O sí: a principios de año, algunos usuarios fueron "testeados" con la muestra de varias posibilidades, entre ellas un pequeño aparato circular que permite buscar música con comandos orales mientras se maneja. La pregunta es en qué reside el negocio de implementar el propio hardware. En principio, Spotify se maneja mediante apps que pueden descargarse gratuitamente en casi todos los dispositivos electrónicos, sea con sistema Android, Windows o Mac. ¿Cuál sería la ventaja de otro aparato cuando la mayor parte del tráfico pasa por los celulares inteligentes?

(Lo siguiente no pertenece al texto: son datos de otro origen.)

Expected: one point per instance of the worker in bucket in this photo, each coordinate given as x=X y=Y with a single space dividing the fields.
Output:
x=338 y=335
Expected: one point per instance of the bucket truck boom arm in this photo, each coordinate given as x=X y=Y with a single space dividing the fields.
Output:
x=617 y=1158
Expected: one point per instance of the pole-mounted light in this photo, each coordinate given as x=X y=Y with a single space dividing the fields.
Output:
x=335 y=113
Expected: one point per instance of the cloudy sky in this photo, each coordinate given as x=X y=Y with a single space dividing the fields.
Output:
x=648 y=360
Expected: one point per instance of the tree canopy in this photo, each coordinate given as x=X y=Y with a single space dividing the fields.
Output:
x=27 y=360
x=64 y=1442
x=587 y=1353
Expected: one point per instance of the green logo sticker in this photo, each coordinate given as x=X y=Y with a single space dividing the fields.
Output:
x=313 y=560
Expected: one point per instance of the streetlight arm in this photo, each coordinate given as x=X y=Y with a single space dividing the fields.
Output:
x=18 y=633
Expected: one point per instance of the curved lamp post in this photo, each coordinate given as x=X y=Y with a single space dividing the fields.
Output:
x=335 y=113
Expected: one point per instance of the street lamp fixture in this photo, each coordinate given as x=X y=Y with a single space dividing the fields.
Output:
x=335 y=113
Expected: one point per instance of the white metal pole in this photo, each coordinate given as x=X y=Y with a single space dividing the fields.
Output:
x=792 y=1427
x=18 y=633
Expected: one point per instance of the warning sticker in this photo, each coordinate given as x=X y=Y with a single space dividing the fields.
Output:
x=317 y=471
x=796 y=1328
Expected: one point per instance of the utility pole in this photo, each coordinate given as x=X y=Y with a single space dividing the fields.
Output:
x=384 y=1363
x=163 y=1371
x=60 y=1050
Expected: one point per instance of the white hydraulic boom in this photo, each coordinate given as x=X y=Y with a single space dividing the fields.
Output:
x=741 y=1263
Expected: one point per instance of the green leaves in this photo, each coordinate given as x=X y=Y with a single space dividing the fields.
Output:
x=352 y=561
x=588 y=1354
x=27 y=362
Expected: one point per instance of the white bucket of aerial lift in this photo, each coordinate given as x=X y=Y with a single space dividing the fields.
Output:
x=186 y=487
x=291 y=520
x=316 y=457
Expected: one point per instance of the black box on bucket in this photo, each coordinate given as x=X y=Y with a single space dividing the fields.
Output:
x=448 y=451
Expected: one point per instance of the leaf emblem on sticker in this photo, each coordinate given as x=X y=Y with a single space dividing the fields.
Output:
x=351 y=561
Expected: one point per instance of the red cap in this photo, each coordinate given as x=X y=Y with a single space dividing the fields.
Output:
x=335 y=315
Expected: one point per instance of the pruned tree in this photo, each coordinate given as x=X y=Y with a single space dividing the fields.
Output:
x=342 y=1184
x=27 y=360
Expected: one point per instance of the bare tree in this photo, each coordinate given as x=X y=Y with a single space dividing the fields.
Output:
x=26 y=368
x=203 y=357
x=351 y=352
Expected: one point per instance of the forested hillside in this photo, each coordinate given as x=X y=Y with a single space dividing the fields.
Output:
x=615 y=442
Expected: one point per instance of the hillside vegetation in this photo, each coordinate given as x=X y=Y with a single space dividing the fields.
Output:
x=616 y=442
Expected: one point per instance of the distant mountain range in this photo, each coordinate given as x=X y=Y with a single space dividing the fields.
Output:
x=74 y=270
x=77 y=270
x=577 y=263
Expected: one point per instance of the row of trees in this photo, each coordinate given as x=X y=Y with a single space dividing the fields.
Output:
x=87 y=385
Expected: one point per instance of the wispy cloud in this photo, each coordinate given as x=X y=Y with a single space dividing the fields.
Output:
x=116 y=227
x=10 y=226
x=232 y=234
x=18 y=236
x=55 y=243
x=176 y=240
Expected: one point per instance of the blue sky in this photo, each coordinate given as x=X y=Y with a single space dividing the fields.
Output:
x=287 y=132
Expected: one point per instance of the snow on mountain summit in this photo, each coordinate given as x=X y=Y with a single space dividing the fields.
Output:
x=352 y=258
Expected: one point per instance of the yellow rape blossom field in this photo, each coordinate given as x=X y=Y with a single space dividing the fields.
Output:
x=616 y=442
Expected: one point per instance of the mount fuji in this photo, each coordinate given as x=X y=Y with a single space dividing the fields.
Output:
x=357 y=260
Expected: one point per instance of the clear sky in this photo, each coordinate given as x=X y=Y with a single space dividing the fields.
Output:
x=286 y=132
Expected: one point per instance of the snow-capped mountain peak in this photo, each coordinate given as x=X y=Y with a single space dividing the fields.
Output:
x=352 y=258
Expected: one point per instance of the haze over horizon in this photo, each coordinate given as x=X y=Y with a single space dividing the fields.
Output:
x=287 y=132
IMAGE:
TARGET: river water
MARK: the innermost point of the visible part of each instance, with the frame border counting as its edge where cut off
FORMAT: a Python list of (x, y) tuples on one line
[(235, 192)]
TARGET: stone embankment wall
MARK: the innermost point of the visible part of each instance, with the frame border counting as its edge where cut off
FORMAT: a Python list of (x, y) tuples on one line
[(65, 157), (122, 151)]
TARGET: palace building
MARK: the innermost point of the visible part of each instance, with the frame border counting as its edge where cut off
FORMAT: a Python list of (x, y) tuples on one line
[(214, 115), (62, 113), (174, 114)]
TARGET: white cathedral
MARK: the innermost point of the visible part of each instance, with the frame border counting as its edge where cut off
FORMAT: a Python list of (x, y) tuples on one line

La respuesta posible: independizarse de los sistemas operativos y desarrollar un estándar propio. Quizás es la estrategia de Spotify en un campo donde, incluso si está herido por la concentración, es enorme. Los principales competidores de Spotify (Apple, Google -dueño de YouTube y por donde pasa gran parte del consumo de música en todo el mundo-) tienen hardware. Crear un estándar exclusivo para el streaming musical no es una mala decisión.